Baroness Jemima von Tautphoeus was an Irish novelist writing in English. She spent much of her life in Germany and wrote several stories that deal with Bavarian life, manners and history.
Life
Born Jemima Montgomery on 23 October 1807 at Seaview, County Donegal, Ireland, she was the daughter of James Montgomery of Seaview and his wife, Jemima. She was also the niece of Sir Henry Conyngham Montgomery, first baronet. The writer Maria Edgeworth was a cousin, whom she described as one of the most interesting people it was possible to know. Jemima was married on 29 January 1838 to Cajetan Josef Friedrich, Baron von Tautphœus of Marquartstein, Chamberlain to the king of Bavaria.

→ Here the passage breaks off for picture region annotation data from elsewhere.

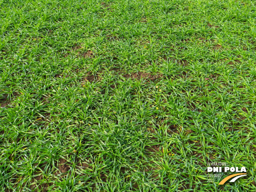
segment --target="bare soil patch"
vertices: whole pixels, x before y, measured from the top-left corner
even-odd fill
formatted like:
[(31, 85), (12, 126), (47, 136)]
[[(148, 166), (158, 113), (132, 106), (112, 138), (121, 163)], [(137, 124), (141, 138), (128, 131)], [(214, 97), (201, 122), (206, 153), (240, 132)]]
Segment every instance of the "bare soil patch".
[(141, 79), (146, 78), (152, 80), (155, 80), (163, 77), (162, 74), (152, 75), (148, 73), (143, 73), (142, 72), (134, 73), (131, 74), (126, 74), (123, 75), (123, 76), (127, 79)]

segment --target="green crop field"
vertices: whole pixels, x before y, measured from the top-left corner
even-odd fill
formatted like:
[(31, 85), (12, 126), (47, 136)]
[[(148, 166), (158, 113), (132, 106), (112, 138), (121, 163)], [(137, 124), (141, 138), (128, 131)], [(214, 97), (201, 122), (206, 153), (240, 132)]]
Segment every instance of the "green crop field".
[(256, 191), (256, 98), (254, 1), (0, 0), (1, 192)]

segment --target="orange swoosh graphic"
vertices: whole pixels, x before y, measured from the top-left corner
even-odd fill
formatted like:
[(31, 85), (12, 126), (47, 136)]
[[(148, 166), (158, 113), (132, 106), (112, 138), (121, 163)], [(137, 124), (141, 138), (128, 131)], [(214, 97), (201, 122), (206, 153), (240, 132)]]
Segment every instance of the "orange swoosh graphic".
[(229, 176), (228, 177), (224, 178), (223, 179), (221, 180), (221, 182), (219, 182), (218, 185), (223, 185), (224, 184), (226, 181), (228, 180), (230, 178), (236, 176), (240, 176), (240, 175), (246, 175), (246, 173), (238, 173), (237, 174), (233, 174), (231, 176)]

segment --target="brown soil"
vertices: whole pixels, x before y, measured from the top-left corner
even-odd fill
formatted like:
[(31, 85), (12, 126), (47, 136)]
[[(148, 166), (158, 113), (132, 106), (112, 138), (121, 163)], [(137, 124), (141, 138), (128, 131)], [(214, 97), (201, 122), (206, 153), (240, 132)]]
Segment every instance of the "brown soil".
[(213, 49), (218, 50), (222, 48), (222, 46), (220, 45), (216, 45), (214, 46)]
[(133, 79), (141, 79), (146, 78), (152, 80), (155, 80), (156, 79), (162, 78), (163, 75), (162, 74), (151, 75), (148, 73), (143, 73), (142, 72), (138, 72), (138, 73), (134, 73), (131, 74), (126, 74), (123, 75), (123, 77), (126, 78), (132, 78)]
[(7, 95), (4, 95), (4, 98), (0, 99), (0, 106), (2, 108), (5, 107), (10, 103), (9, 101), (7, 101)]
[(153, 145), (152, 146), (146, 146), (145, 147), (145, 150), (147, 152), (159, 152), (160, 147), (158, 145)]
[(85, 81), (89, 81), (90, 82), (92, 82), (94, 81), (95, 80), (97, 80), (97, 77), (96, 76), (96, 78), (93, 74), (90, 73), (88, 73), (86, 74), (86, 77), (84, 78)]
[(89, 58), (93, 57), (93, 53), (90, 50), (86, 53), (80, 53), (80, 55), (84, 58)]
[(57, 166), (57, 165), (58, 168), (62, 173), (66, 173), (70, 169), (70, 164), (67, 163), (67, 161), (64, 159), (59, 159), (58, 163), (55, 163), (55, 166)]

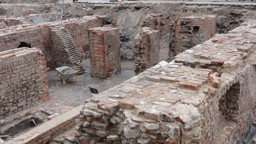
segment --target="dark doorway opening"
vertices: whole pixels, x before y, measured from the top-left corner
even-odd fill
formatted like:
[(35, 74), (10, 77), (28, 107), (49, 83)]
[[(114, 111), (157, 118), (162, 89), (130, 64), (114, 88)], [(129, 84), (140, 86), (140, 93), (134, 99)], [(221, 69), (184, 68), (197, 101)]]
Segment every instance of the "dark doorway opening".
[(21, 42), (20, 45), (19, 45), (19, 47), (18, 48), (23, 47), (28, 47), (30, 48), (31, 48), (31, 44), (28, 44), (26, 42)]
[(193, 32), (197, 33), (199, 31), (199, 27), (194, 27), (194, 28), (193, 28)]

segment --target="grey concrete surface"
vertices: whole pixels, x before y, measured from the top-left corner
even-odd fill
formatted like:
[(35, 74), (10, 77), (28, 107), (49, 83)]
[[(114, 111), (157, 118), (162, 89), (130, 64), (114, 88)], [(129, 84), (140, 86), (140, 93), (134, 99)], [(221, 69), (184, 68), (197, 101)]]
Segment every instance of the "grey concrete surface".
[(67, 79), (64, 85), (57, 71), (51, 70), (47, 72), (50, 100), (52, 101), (77, 107), (85, 103), (90, 98), (89, 86), (98, 89), (99, 93), (118, 85), (135, 76), (133, 61), (121, 62), (121, 74), (107, 80), (91, 77), (90, 60), (83, 61), (85, 69), (88, 72), (76, 77), (77, 81), (72, 78)]
[(256, 138), (256, 127), (251, 125), (249, 133), (246, 137), (243, 138), (237, 143), (238, 144), (252, 144), (253, 140)]

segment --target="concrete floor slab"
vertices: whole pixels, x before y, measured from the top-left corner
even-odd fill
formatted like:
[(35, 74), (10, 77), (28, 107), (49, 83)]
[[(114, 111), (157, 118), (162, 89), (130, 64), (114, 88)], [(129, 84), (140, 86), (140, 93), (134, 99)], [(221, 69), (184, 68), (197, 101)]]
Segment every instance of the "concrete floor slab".
[(90, 60), (83, 61), (85, 69), (88, 72), (77, 76), (77, 81), (71, 78), (66, 79), (64, 85), (57, 71), (51, 70), (47, 72), (50, 100), (61, 104), (77, 107), (85, 103), (90, 98), (89, 86), (98, 89), (99, 93), (118, 85), (135, 76), (133, 61), (122, 62), (121, 74), (108, 79), (103, 80), (91, 77)]

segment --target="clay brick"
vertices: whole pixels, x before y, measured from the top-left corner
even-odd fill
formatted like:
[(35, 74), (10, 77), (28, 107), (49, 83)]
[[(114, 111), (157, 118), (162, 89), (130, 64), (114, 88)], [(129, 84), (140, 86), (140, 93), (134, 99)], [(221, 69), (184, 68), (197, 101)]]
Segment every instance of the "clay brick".
[(126, 99), (121, 100), (118, 102), (118, 106), (121, 107), (131, 109), (134, 108), (134, 105), (137, 102), (136, 99)]
[(196, 90), (199, 87), (199, 84), (191, 82), (187, 82), (184, 84), (184, 86), (186, 88)]

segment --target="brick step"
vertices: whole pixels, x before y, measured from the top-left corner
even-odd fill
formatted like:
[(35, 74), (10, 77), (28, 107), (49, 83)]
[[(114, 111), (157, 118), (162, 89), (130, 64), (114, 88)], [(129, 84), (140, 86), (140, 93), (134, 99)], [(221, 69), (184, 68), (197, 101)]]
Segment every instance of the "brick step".
[[(74, 48), (74, 49), (71, 49), (70, 50), (66, 50), (66, 51), (67, 51), (67, 52), (68, 53), (72, 53), (72, 52), (74, 52), (74, 51), (77, 51), (77, 50), (76, 50), (76, 48)], [(78, 51), (77, 51), (77, 52), (78, 52)]]
[(71, 49), (74, 47), (75, 47), (76, 48), (76, 47), (75, 46), (75, 45), (70, 45), (68, 46), (65, 46), (65, 47), (66, 48), (65, 49), (67, 49), (67, 50)]
[(72, 39), (72, 38), (71, 37), (71, 36), (70, 36), (70, 37), (65, 37), (62, 38), (60, 38), (60, 39), (63, 41), (66, 41), (67, 40), (73, 40), (73, 39)]
[(69, 56), (70, 57), (72, 58), (72, 60), (75, 60), (77, 59), (79, 59), (79, 60), (81, 59), (81, 56), (79, 55), (78, 52), (76, 54), (74, 54), (74, 55), (71, 54), (71, 55)]
[(80, 56), (80, 58), (77, 57), (77, 58), (76, 58), (75, 59), (72, 59), (72, 60), (74, 62), (76, 62), (77, 61), (79, 61), (81, 59), (81, 56)]
[(76, 49), (76, 47), (75, 47), (75, 46), (73, 45), (73, 47), (71, 46), (69, 46), (68, 47), (66, 47), (65, 49), (66, 50), (68, 51), (68, 50), (70, 50), (73, 49)]
[(72, 52), (68, 52), (68, 53), (69, 56), (72, 58), (76, 57), (77, 56), (77, 55), (79, 55), (80, 57), (81, 57), (81, 56), (79, 55), (79, 52), (77, 51)]
[(72, 42), (72, 43), (70, 43), (69, 44), (64, 44), (64, 46), (65, 46), (65, 47), (68, 47), (69, 46), (72, 46), (72, 45), (73, 45), (74, 46), (75, 46), (75, 45), (74, 44), (73, 42)]
[(77, 56), (76, 57), (70, 57), (71, 59), (74, 62), (77, 62), (77, 61), (80, 61), (81, 60), (81, 56)]

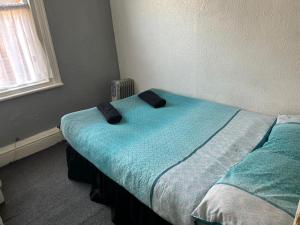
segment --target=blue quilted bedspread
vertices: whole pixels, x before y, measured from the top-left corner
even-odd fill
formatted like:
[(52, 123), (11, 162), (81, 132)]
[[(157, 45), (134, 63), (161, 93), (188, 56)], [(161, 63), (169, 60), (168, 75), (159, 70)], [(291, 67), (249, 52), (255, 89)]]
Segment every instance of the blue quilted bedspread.
[(65, 115), (66, 140), (104, 174), (151, 206), (157, 179), (209, 141), (239, 109), (154, 90), (167, 100), (154, 109), (137, 96), (112, 104), (123, 116), (108, 124), (96, 109)]
[(268, 142), (218, 183), (242, 189), (294, 217), (300, 199), (300, 124), (277, 124)]

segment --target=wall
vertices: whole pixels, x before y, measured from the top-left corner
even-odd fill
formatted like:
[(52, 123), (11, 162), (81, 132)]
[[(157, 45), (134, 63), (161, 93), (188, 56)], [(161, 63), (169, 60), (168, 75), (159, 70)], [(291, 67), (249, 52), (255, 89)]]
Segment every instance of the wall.
[(121, 77), (300, 114), (299, 0), (111, 0)]
[(109, 99), (119, 78), (109, 0), (44, 0), (64, 86), (0, 102), (0, 146)]

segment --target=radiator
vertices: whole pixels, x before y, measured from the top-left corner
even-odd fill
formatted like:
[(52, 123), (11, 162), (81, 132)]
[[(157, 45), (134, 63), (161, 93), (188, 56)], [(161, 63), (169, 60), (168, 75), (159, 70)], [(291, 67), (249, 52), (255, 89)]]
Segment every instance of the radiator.
[(133, 79), (113, 80), (111, 82), (111, 99), (112, 101), (134, 95)]

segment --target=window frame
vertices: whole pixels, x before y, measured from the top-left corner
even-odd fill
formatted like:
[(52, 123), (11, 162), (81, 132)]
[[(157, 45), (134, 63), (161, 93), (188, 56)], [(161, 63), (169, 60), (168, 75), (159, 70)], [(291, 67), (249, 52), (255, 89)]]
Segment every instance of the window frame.
[(30, 0), (29, 2), (28, 0), (26, 0), (26, 3), (30, 4), (30, 9), (33, 14), (36, 30), (38, 33), (37, 35), (41, 39), (45, 55), (52, 69), (52, 76), (50, 77), (50, 80), (48, 82), (33, 83), (24, 87), (12, 88), (7, 91), (0, 92), (0, 102), (40, 91), (49, 90), (52, 88), (61, 87), (64, 85), (60, 77), (44, 1)]

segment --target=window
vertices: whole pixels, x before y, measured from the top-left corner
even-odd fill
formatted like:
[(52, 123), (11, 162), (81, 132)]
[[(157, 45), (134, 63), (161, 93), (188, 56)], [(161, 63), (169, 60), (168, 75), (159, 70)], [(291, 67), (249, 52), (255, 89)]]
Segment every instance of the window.
[(42, 0), (0, 0), (0, 101), (61, 86)]

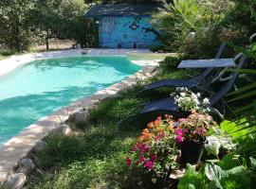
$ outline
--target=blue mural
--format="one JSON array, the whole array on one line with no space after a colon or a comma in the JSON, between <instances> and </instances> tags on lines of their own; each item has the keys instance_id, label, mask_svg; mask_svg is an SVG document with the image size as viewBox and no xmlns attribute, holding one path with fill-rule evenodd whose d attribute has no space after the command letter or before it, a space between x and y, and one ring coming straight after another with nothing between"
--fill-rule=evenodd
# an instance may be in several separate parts
<instances>
[{"instance_id":1,"label":"blue mural","mask_svg":"<svg viewBox=\"0 0 256 189\"><path fill-rule=\"evenodd\" d=\"M150 16L102 17L100 20L100 45L102 48L150 48L160 44L149 31Z\"/></svg>"}]
</instances>

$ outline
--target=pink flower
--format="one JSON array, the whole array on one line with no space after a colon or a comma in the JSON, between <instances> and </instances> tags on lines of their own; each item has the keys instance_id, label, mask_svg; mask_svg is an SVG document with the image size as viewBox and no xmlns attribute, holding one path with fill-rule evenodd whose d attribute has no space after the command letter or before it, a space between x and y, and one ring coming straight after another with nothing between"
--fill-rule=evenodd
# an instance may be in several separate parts
<instances>
[{"instance_id":1,"label":"pink flower","mask_svg":"<svg viewBox=\"0 0 256 189\"><path fill-rule=\"evenodd\" d=\"M156 155L155 155L155 154L153 154L153 155L151 156L151 160L152 160L152 162L155 162L155 160L156 160Z\"/></svg>"},{"instance_id":2,"label":"pink flower","mask_svg":"<svg viewBox=\"0 0 256 189\"><path fill-rule=\"evenodd\" d=\"M178 119L178 122L184 122L184 121L186 121L186 119L185 118L180 118L180 119Z\"/></svg>"},{"instance_id":3,"label":"pink flower","mask_svg":"<svg viewBox=\"0 0 256 189\"><path fill-rule=\"evenodd\" d=\"M139 163L143 163L145 161L144 156L140 155L139 156Z\"/></svg>"},{"instance_id":4,"label":"pink flower","mask_svg":"<svg viewBox=\"0 0 256 189\"><path fill-rule=\"evenodd\" d=\"M183 142L183 138L182 138L182 136L180 136L180 135L177 135L177 136L175 137L175 140L176 140L177 143L182 143L182 142Z\"/></svg>"},{"instance_id":5,"label":"pink flower","mask_svg":"<svg viewBox=\"0 0 256 189\"><path fill-rule=\"evenodd\" d=\"M176 135L183 135L183 130L181 129L175 129L175 134Z\"/></svg>"},{"instance_id":6,"label":"pink flower","mask_svg":"<svg viewBox=\"0 0 256 189\"><path fill-rule=\"evenodd\" d=\"M145 163L145 167L146 167L148 170L153 169L153 167L154 167L154 163L151 162L151 161L147 161L147 162Z\"/></svg>"},{"instance_id":7,"label":"pink flower","mask_svg":"<svg viewBox=\"0 0 256 189\"><path fill-rule=\"evenodd\" d=\"M205 135L207 133L207 129L200 129L200 133Z\"/></svg>"},{"instance_id":8,"label":"pink flower","mask_svg":"<svg viewBox=\"0 0 256 189\"><path fill-rule=\"evenodd\" d=\"M137 146L136 146L132 147L132 151L137 151Z\"/></svg>"},{"instance_id":9,"label":"pink flower","mask_svg":"<svg viewBox=\"0 0 256 189\"><path fill-rule=\"evenodd\" d=\"M127 164L127 166L131 166L131 164L132 164L132 159L131 158L126 159L126 164Z\"/></svg>"},{"instance_id":10,"label":"pink flower","mask_svg":"<svg viewBox=\"0 0 256 189\"><path fill-rule=\"evenodd\" d=\"M161 116L158 116L158 117L156 118L156 120L161 121L161 120L162 120L162 117L161 117Z\"/></svg>"},{"instance_id":11,"label":"pink flower","mask_svg":"<svg viewBox=\"0 0 256 189\"><path fill-rule=\"evenodd\" d=\"M155 136L155 140L156 142L159 142L159 141L161 140L161 137L160 137L160 136Z\"/></svg>"},{"instance_id":12,"label":"pink flower","mask_svg":"<svg viewBox=\"0 0 256 189\"><path fill-rule=\"evenodd\" d=\"M147 152L149 152L149 149L150 149L150 147L148 146L146 146L145 147L144 147L144 151L147 153Z\"/></svg>"}]
</instances>

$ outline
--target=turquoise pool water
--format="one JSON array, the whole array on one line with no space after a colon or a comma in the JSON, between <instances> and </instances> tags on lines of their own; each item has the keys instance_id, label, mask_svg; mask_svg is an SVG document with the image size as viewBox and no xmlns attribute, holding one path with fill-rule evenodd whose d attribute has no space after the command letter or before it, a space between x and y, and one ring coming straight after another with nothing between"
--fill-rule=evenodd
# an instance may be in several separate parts
<instances>
[{"instance_id":1,"label":"turquoise pool water","mask_svg":"<svg viewBox=\"0 0 256 189\"><path fill-rule=\"evenodd\" d=\"M140 69L123 57L37 60L0 77L0 145L55 110Z\"/></svg>"}]
</instances>

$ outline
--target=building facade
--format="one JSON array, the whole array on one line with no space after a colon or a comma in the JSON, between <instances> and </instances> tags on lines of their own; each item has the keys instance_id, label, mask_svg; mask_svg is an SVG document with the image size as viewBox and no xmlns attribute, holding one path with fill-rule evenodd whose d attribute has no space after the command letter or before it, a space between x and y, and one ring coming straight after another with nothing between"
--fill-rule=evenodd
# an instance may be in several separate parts
<instances>
[{"instance_id":1,"label":"building facade","mask_svg":"<svg viewBox=\"0 0 256 189\"><path fill-rule=\"evenodd\" d=\"M151 48L160 44L150 23L155 5L94 6L86 17L96 18L102 48Z\"/></svg>"}]
</instances>

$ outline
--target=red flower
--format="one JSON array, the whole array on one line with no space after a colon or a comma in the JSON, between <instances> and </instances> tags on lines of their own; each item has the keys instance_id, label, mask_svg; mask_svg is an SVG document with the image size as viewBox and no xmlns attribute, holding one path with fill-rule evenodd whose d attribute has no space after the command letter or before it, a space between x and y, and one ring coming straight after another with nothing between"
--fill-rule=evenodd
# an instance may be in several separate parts
<instances>
[{"instance_id":1,"label":"red flower","mask_svg":"<svg viewBox=\"0 0 256 189\"><path fill-rule=\"evenodd\" d=\"M161 117L161 116L158 116L158 117L156 118L156 120L161 121L161 120L162 120L162 117Z\"/></svg>"},{"instance_id":2,"label":"red flower","mask_svg":"<svg viewBox=\"0 0 256 189\"><path fill-rule=\"evenodd\" d=\"M182 142L183 142L183 138L182 138L182 136L180 136L180 135L177 135L177 136L175 137L175 140L176 140L177 143L182 143Z\"/></svg>"},{"instance_id":3,"label":"red flower","mask_svg":"<svg viewBox=\"0 0 256 189\"><path fill-rule=\"evenodd\" d=\"M152 162L155 162L155 160L156 160L156 155L155 155L155 154L153 154L153 155L151 156L151 160L152 160Z\"/></svg>"},{"instance_id":4,"label":"red flower","mask_svg":"<svg viewBox=\"0 0 256 189\"><path fill-rule=\"evenodd\" d=\"M155 124L155 126L158 126L158 125L160 124L160 122L161 122L161 120L155 120L155 121L154 122L154 124Z\"/></svg>"},{"instance_id":5,"label":"red flower","mask_svg":"<svg viewBox=\"0 0 256 189\"><path fill-rule=\"evenodd\" d=\"M154 167L154 163L151 162L151 161L147 161L147 162L145 163L145 167L146 167L148 170L153 169L153 167Z\"/></svg>"},{"instance_id":6,"label":"red flower","mask_svg":"<svg viewBox=\"0 0 256 189\"><path fill-rule=\"evenodd\" d=\"M181 135L183 135L183 130L181 129L175 129L175 134L181 136Z\"/></svg>"},{"instance_id":7,"label":"red flower","mask_svg":"<svg viewBox=\"0 0 256 189\"><path fill-rule=\"evenodd\" d=\"M126 159L126 164L127 164L127 166L131 166L131 164L132 164L132 159L131 158Z\"/></svg>"},{"instance_id":8,"label":"red flower","mask_svg":"<svg viewBox=\"0 0 256 189\"><path fill-rule=\"evenodd\" d=\"M144 151L145 151L146 153L149 152L149 149L150 149L150 146L146 146L144 147Z\"/></svg>"},{"instance_id":9,"label":"red flower","mask_svg":"<svg viewBox=\"0 0 256 189\"><path fill-rule=\"evenodd\" d=\"M139 163L143 163L144 161L145 161L144 156L140 155L140 156L139 156Z\"/></svg>"}]
</instances>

The remainder of her life was spent principally in Bavaria, where she was equally at home in court circles, and as her works show, among the peasantry and the middle classes. Baron von Tautphœus died on 14 November 1885, a few days after his only son, Rudolf Edgeworth Josef, who had risen to be Bavarian minister in Rome. The Baroness died on 12 November 1893.
Career
Baroness von Tautphoeus is a member of an interesting group of writers of English fiction, who became residents in foreign countries and devoted their talents to the illustration of foreign manners. Having been extremely popular in the second half of the 19th century, they have since fallen into obscurity. Her four novels were described by Richard Garnett as "entertaining combinations of romance and travelogue," drawing on a knowledge of English and German manners and scenery. Her heroines are forceful and intellectually curious. Her first, The Initials became highly popular despite attracting little critical attention. It contrasts a pair of German sisters and is a tale of skilful suspense with a happy dénouement. Quits concerns how the life of the mind may protect someone from frivolous society. It devotes 60 pages in three chapters to the Oberammergau Passion Play performance of 1850. Cyrilla is founded on the true-life murder trial of Assessor Zahn. The last novel, At Odds, suffered in the author's view from being written in a period of prolonged ill-health. A more recent account of Baroness von Tautphoeus states that her novels point to a person of conservative tastes, very well read in English, German and French. She was mistrustful of the modernity of the 19th century and tended to see Bavaria as a refuge for traditional values in a fast-changing world. Her silence in the 33 years that followed her last novel probably reflects a lack of sympathy with events in Bavaria in the latter half of that century. As her obituarist in The New York Times put it, "She always lived a retired life, and had published nothing for many years, and her death seems not to have been regarded in Germany as a matter of news."